Les derniers mathématiciens arabo-musulmans.
A partir du XIIe siècle, la culture arabo-musulmane décline, en même temps que ces centres se déportent de l'Orient la Péninsule ibérique ou le Maroc. Entre le XIIe et le XVe siècle, les mathématiciens arabes notables sont rares et leurs apports restent modestes. C'est à peine si on encore nommer Nasir al-Din qui vivait au XIIIe siècle, à l'époque de la domination mongole. Al-Din a traduit des mathématiciens grecs et a cru pouvoir donner une "démonstration" du postulat d'Euclide. D'autres auteurs s'intéressent à la formation des triangles rectangles en nombres entiers, notamment Abou-Djafar Mohammed Ibn- Al-Hoçaïn. Son traité (sur la Formation des triangles rectangles ayant les côtés rationnels) renferme une importante donnée historique.

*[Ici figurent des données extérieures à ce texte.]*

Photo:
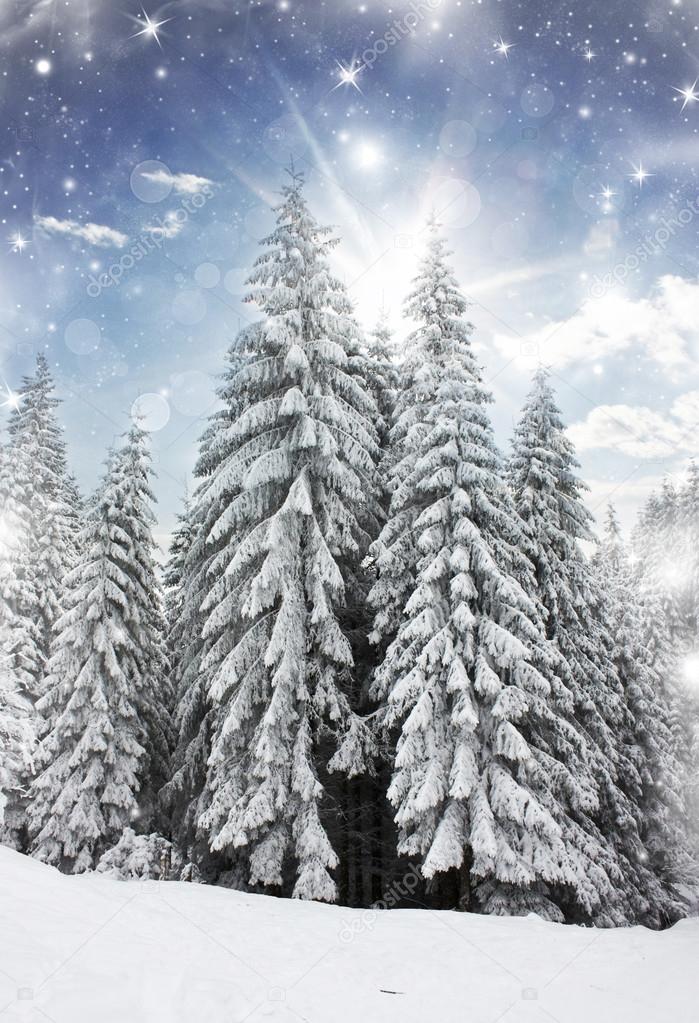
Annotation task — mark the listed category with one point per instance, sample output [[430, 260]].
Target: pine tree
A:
[[463, 675], [39, 492], [657, 793], [17, 717], [302, 460], [384, 376], [103, 688], [197, 574], [599, 763]]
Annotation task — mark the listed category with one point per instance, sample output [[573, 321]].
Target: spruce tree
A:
[[195, 574], [39, 491], [302, 462], [463, 676], [103, 688], [17, 716], [656, 786], [600, 776]]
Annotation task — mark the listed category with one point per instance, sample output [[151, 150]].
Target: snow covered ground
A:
[[88, 948]]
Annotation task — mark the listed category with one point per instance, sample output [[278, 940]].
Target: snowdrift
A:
[[86, 948]]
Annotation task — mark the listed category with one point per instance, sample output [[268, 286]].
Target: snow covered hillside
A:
[[86, 948]]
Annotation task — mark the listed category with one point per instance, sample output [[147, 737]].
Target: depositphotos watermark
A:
[[366, 919], [650, 246], [151, 237], [398, 30]]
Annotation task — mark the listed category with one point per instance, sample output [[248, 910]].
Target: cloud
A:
[[640, 432], [182, 184], [94, 234], [664, 326], [168, 227]]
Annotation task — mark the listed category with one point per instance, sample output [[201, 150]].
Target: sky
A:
[[143, 147]]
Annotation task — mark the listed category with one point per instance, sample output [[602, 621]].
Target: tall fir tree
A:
[[18, 642], [659, 806], [599, 776], [195, 574], [104, 697], [38, 490], [302, 460], [464, 676]]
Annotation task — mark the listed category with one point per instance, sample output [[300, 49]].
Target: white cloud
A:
[[169, 227], [663, 326], [182, 184], [640, 432], [94, 234]]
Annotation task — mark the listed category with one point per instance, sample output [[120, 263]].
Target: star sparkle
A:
[[689, 94], [640, 174], [348, 75], [149, 27], [503, 48]]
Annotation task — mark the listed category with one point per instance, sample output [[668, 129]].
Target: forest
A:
[[385, 662]]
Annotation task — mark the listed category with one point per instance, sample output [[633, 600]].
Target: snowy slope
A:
[[87, 948]]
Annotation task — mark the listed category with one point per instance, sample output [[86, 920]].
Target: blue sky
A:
[[143, 147]]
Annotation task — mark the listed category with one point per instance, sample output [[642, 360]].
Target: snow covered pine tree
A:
[[303, 463], [597, 779], [104, 684], [462, 674], [39, 506], [654, 781]]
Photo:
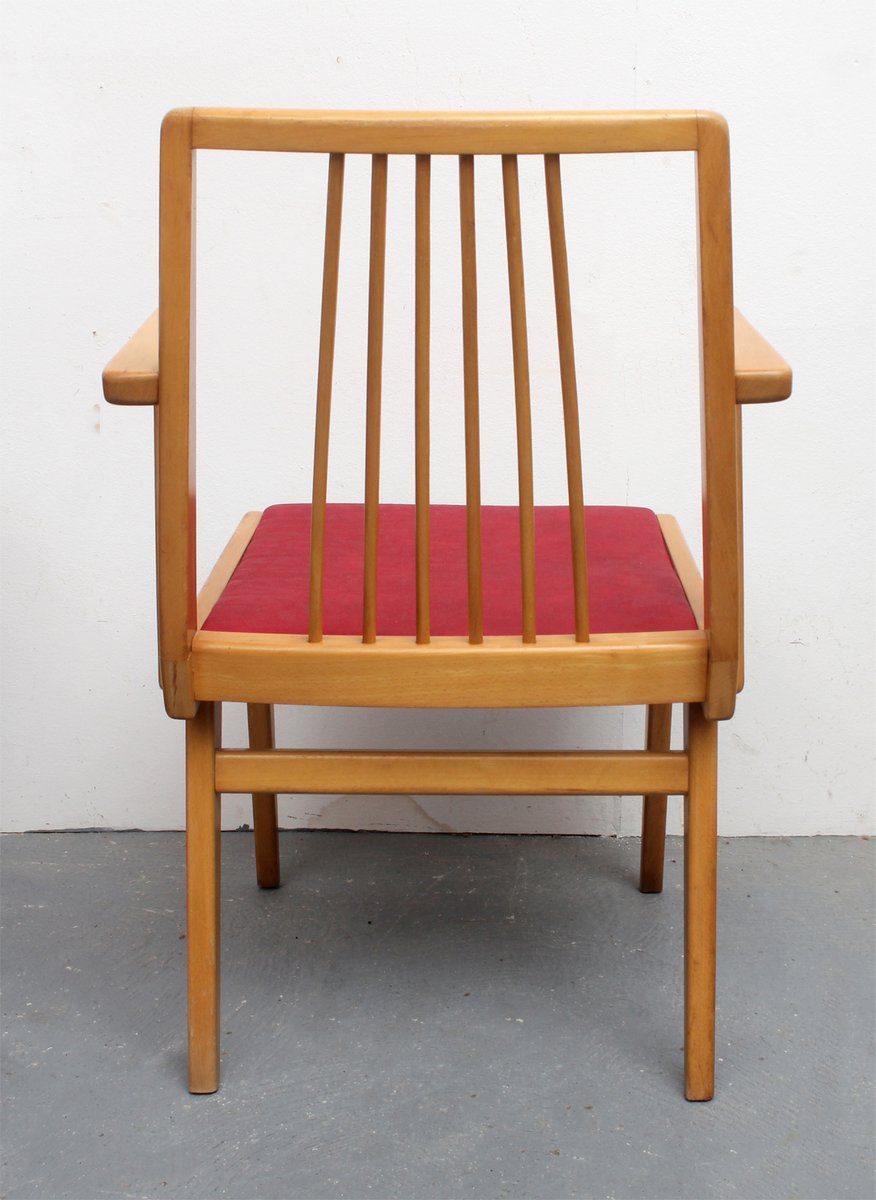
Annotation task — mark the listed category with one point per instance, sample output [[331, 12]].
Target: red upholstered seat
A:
[[633, 585]]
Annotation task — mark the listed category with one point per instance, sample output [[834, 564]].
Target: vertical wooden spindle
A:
[[327, 361], [373, 384], [570, 391], [521, 390], [421, 389], [469, 370]]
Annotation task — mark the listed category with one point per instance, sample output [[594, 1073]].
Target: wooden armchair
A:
[[429, 605]]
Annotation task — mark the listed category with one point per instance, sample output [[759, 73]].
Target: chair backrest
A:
[[465, 136]]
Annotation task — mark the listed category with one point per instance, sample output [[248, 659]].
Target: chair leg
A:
[[700, 894], [264, 804], [203, 897], [651, 874]]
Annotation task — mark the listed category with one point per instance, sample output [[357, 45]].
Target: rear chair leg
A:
[[651, 875], [700, 894], [203, 733], [264, 804]]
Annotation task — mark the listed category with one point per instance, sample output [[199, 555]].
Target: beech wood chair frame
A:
[[201, 670]]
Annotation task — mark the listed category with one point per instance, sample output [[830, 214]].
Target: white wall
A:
[[84, 87]]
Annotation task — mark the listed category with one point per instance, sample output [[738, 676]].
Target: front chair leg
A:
[[651, 873], [203, 732], [700, 894], [264, 804]]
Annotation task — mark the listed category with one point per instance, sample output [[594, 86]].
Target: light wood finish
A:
[[611, 669], [199, 670], [375, 381], [421, 389], [521, 390], [226, 565], [328, 322], [543, 773], [685, 567], [259, 719], [569, 384], [131, 377], [700, 898], [761, 373], [203, 735], [469, 366], [456, 133], [175, 487], [720, 534], [651, 875]]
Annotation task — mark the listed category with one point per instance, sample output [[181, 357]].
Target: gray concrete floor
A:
[[423, 1015]]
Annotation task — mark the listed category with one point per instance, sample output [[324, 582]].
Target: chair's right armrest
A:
[[131, 377], [761, 373]]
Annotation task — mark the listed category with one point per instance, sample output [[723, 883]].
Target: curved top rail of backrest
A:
[[397, 132], [465, 135]]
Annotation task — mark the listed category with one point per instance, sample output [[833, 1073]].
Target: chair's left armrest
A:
[[131, 377], [761, 373]]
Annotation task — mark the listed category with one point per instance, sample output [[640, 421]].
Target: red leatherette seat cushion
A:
[[633, 585]]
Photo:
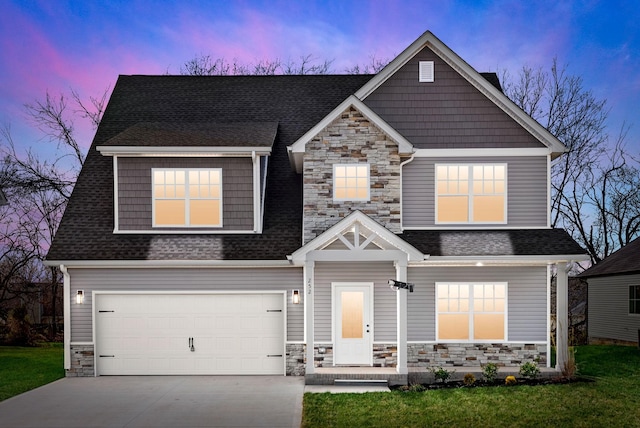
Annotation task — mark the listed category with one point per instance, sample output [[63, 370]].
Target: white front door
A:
[[353, 323]]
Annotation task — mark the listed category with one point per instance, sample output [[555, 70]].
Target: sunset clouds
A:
[[56, 45]]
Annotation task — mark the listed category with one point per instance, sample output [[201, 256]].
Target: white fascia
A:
[[154, 151], [297, 149], [541, 260], [177, 264], [481, 152]]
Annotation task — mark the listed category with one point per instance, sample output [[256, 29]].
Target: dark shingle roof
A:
[[145, 105], [296, 103], [243, 134], [527, 242], [624, 261]]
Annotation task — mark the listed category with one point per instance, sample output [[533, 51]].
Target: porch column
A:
[[401, 315], [308, 274], [562, 315]]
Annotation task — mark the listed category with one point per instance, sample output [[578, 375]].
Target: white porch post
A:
[[562, 315], [401, 314], [308, 274]]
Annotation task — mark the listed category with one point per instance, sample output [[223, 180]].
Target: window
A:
[[468, 312], [634, 299], [471, 194], [187, 197], [351, 182]]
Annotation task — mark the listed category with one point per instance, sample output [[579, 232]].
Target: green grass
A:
[[612, 400], [22, 369]]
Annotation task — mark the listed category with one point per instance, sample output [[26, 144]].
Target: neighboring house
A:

On y voit qu'Abou-Mohammed Al-Khodjandj avait déjà démontré que la somme de deux cubes n'est jamais un cube. Citons encore Jabir Ibn-Aflah, qui se consacre à la trigonométrie sphérique, Ibn-Khaldoun (1332-1406), qui fait le lien entre l'Orient et l'Occident, entre Le Caire et Fès, et s'est intéressé à l'arithmétique, à la sommation de séries de cubes, etc.,  et, plus intéressant peut-être, Ibn al-Bannaâ :

Ibn al-Bannâ, etc.
Dans un ouvrage intitulé leTalkhys, Ibn Al-Bannâ, qui professait, en 1222, les mathématiques et l'astronomie au Maroc, a exposé lui-même son objectif en ces termes :

 « Le but, dans la composition de ce traité, est d'analyser succinctement les opérations du calcul, d'en rendre plus accessibles les portes et les vestibules, et d'en établir solidement les fondements et la bâtisse. Il comprend deux parties, la première sur les opérations du nombre connu, la seconde sur les règles qui permettent d'arriver à connaître l'inconnue demandée, à l'aide des connues, s'il existe entre elles la liaison que cela exige. »
Le Talkhys ou Traité d'arithmétique d'Ibn Al-Bannâ fut aussi commenté par Al-Kalçadi, Arabe espagnol, contemporain d'Ibn-Almadjdi (du milieu du XVe siècle).